Virginia is rightly famed for its deep and varied history, but much of the state’s past has never been written down. It is at risk of being lost forever.
That’s certainly the case with the final resting places of many of the commonwealth’s earlier people. Tucked away in woods and fields, old burial places can be out of sight, out of mind.
Which means their gravestones—if any survive above ground—can be bulldozed, erased, in a few minutes’ time if someone is so inclined. (This reporter has known that to happen in county after county.)
The Piedmont Environmental Council, which keeps in steady contact with landowners across the region, is well aware of the issue. And is now trying to do something about it.
The nonprofit conservation group hopes to identify undocumented burial sites across its nine-county turf, which includes Culpeper, Madison, Greene, Orange, Albemarle, Clarke, Fauquier, Loudoun and Rappahannock counties.
PEC’s staff seeks to link landowners and citizens to preservation professionals who can help them identify and document those localities’ historic cemeteries and burial grounds.
“Whether it be one grave or many, the destruction or loss of any cemetery means community and familial ties are lost forever,” Kristie Kendall, the council’s historic preservation coordinator, wrote in an appeal last week for the public’s assistance with the effort.
“These sites are vulnerable to neglect and destruction, as many lay forgotten or unmaintained—and when they are discovered in the midst of a new development project or the clearing of a forest, it is sometimes too late to protect them,” Kendall said.

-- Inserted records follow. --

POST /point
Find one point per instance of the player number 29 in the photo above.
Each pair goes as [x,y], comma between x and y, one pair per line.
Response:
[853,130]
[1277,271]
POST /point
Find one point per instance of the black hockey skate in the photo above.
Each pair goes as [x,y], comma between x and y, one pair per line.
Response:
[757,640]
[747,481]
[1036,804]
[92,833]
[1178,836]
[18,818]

The lack of documentation contributes to the loss of cemeteries and the stories they represent, she said.
Virginia’s Piedmont, of course, holds some of America’s most historic landscapes, Kendall noted.
Here, the Manahoac peoples traded along the Rappahannock, battles were fought for independence, freedom and equality, and presidents and abolitionists were born and buried, she said.
An important feature of Virginia’s cultural landscape, old burial grounds are a tangible connection to the past that lets us engage with the history and lives of those who came before us, Kendall said.
An important first step to ensuring they are saved is to create records of them, so the information isn’t lost to time, failing memory, and the passing of generations.
So, Kendall asked two of PEC’s summer fellows, Julia Rankin of Oregon State University and Samantha Grossman of Smith College, to create an online survey to identify cemeteries and burial grounds that need to be documented.
Which is where area residents can help.
Kendall asked that people take a moment to take the short survey to identify and describe nearby cemeteries or burial grounds—those on your own property—that may be undocumented.
Rankin and Grossman have just a week left to complete their practicum projects as PEC Fellows, Kendall said, so she implored people to please take a moment and fill out the form.
She hopes to soon have some initial results for the fellows to review, but will keep collecting responses over the next few weeks.
“It is crucial that we honor those who came before us,” Kendall said. “We need your help to document these landscapes of memory.”